This prompted a response from me about the relation between reality and acting, between reality and
art, and between reality and pornography.
... there exists a strange trend in acting circles, a kind of hyper-realism, where what you experience on stage must always be "real". If you don't feel angry in a scene where you're called to exhibit anger, you must not only fake it, you must indeed feel it and if you don't your acting is somehow not legitimate. Now it's certainly true that feeling and exhibiting real emotions on stage is, generally speaking, "good acting" - but to insist that this must always be the case falls into the trap where acting turns to porn. If faking it is always illegitimate, then we get confused as to what this art really is and what it really does.What I'm trying to say is there is a kind of person for whom "method acting" is more therapy than art. Realism on stage becomes more real than reality in life, and thus the whole thing is no longer fun. Drama does what it does because it's a game of "let's pretend". Sports enthrall people for the same reason - a soccer game is like a battle on a battlefield, only everyone knows there are no real life or death consequences.

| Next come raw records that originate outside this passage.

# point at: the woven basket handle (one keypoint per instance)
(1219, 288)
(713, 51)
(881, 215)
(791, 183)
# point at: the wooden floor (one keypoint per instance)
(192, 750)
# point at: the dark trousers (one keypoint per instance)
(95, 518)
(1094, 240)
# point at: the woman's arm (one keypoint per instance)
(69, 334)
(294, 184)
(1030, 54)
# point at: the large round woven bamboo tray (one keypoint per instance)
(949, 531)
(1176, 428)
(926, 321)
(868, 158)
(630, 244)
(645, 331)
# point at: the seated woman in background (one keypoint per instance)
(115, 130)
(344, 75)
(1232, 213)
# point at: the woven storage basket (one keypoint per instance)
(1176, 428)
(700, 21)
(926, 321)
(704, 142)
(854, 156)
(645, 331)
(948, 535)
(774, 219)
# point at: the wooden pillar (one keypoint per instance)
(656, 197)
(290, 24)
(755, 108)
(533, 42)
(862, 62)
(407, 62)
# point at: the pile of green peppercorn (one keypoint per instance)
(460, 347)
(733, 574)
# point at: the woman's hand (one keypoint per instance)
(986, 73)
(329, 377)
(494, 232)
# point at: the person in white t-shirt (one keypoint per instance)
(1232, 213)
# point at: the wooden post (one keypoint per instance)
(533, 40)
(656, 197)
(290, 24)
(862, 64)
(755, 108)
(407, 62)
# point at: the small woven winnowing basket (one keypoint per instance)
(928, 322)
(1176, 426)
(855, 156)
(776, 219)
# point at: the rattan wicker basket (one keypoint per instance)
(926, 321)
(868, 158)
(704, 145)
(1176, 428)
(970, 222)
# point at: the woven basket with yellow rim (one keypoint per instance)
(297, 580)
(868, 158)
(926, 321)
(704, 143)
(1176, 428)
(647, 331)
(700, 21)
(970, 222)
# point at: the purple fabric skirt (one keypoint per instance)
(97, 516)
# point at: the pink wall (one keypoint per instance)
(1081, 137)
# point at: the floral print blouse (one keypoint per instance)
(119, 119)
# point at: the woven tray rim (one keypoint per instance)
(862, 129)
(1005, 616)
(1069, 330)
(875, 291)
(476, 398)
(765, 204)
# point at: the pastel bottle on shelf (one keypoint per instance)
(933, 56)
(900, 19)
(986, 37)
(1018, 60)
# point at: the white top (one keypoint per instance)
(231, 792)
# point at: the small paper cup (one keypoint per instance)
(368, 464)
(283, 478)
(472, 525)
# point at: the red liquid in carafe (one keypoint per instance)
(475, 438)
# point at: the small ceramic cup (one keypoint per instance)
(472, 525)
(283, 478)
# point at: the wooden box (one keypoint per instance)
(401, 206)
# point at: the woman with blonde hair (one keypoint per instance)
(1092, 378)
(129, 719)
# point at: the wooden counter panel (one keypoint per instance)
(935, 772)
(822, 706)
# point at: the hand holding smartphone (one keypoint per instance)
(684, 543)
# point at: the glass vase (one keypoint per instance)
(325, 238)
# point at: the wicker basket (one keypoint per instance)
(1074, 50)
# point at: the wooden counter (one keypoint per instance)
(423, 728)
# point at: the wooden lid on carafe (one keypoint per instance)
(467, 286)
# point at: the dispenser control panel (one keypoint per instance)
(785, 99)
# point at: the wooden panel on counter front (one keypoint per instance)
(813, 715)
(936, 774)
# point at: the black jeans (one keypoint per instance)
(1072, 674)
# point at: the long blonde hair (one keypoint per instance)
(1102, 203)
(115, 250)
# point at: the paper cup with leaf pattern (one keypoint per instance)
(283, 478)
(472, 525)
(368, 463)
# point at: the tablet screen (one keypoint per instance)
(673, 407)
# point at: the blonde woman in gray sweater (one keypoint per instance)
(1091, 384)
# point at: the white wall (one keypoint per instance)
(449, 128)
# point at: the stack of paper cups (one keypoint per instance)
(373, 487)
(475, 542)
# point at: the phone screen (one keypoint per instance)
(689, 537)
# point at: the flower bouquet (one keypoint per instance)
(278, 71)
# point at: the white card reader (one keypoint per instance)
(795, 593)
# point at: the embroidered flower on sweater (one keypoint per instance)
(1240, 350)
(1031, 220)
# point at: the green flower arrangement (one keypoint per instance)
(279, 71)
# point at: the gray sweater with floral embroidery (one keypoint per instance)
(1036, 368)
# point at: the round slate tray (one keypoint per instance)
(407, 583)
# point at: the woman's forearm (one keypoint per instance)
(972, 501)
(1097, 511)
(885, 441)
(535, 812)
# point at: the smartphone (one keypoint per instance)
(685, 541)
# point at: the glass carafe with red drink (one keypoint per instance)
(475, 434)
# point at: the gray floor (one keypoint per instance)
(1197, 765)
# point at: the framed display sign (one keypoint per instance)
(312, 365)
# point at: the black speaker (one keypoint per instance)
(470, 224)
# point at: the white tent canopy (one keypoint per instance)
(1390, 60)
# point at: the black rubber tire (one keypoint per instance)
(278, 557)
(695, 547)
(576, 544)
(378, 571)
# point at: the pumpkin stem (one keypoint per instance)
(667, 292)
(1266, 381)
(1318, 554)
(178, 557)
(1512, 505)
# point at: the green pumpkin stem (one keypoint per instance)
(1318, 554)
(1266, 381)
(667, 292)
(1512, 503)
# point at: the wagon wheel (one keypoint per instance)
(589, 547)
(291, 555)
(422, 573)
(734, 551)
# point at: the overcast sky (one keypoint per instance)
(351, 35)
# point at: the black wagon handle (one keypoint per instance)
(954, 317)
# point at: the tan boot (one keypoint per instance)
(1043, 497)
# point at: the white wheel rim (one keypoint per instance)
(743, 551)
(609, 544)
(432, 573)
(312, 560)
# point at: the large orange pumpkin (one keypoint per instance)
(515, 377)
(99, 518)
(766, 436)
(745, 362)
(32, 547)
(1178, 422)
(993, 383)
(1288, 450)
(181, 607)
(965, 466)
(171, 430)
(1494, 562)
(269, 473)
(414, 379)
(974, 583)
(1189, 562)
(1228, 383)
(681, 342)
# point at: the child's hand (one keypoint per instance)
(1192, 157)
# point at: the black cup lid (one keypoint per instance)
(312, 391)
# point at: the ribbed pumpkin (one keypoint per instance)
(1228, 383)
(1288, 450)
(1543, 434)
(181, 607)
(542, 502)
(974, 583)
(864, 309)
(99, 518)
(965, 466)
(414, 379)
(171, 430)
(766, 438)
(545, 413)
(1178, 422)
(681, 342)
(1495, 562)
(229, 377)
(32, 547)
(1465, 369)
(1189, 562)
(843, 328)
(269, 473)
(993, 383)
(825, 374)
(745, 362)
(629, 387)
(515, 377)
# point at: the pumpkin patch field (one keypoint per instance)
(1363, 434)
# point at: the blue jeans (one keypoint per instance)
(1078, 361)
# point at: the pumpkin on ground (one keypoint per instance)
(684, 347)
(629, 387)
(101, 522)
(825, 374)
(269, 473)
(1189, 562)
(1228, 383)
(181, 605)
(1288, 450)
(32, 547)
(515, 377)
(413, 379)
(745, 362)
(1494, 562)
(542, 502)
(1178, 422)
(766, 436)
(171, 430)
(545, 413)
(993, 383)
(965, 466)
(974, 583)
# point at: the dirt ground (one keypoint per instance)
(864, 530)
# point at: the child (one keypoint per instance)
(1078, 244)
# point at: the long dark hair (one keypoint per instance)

It might hurt like hell if your team loses, but we know that win or lose it's just a game and that's what makes it fun.But there is an element in show business that needs, for pathological reasons, to deny "let's pretend" and to assert "it's real" - in fact more real than real, hyper-real. And this is aside from pornography.In fact, porn retains something "good" about it insofar as the people who make and watch it know that it's not "real" sex between the audience and the actors. Bad as porn is, that would be far worse on so many levels - psychologically, spiritually, "ontologically". The drug of pornography is effective partly because it provides a "safe" thrill. C. S. Lewis talked about the "imaginary harem" of a man who masturbates. Well, a guy can "make it" with a different porn star every night, and even if he does so in live chat rooms it's still not actual sex - it's still an imaginary harem. It's all the thrills with none of the nasty complications that real fornication entails. Or real marriage, for that matter!My point is that this element of distancing is essential to all art, and if we insist on hyper-realism from an art like Drama that is effective only because it's make-believe, we start to lose the very thing that makes the art do what it does for us.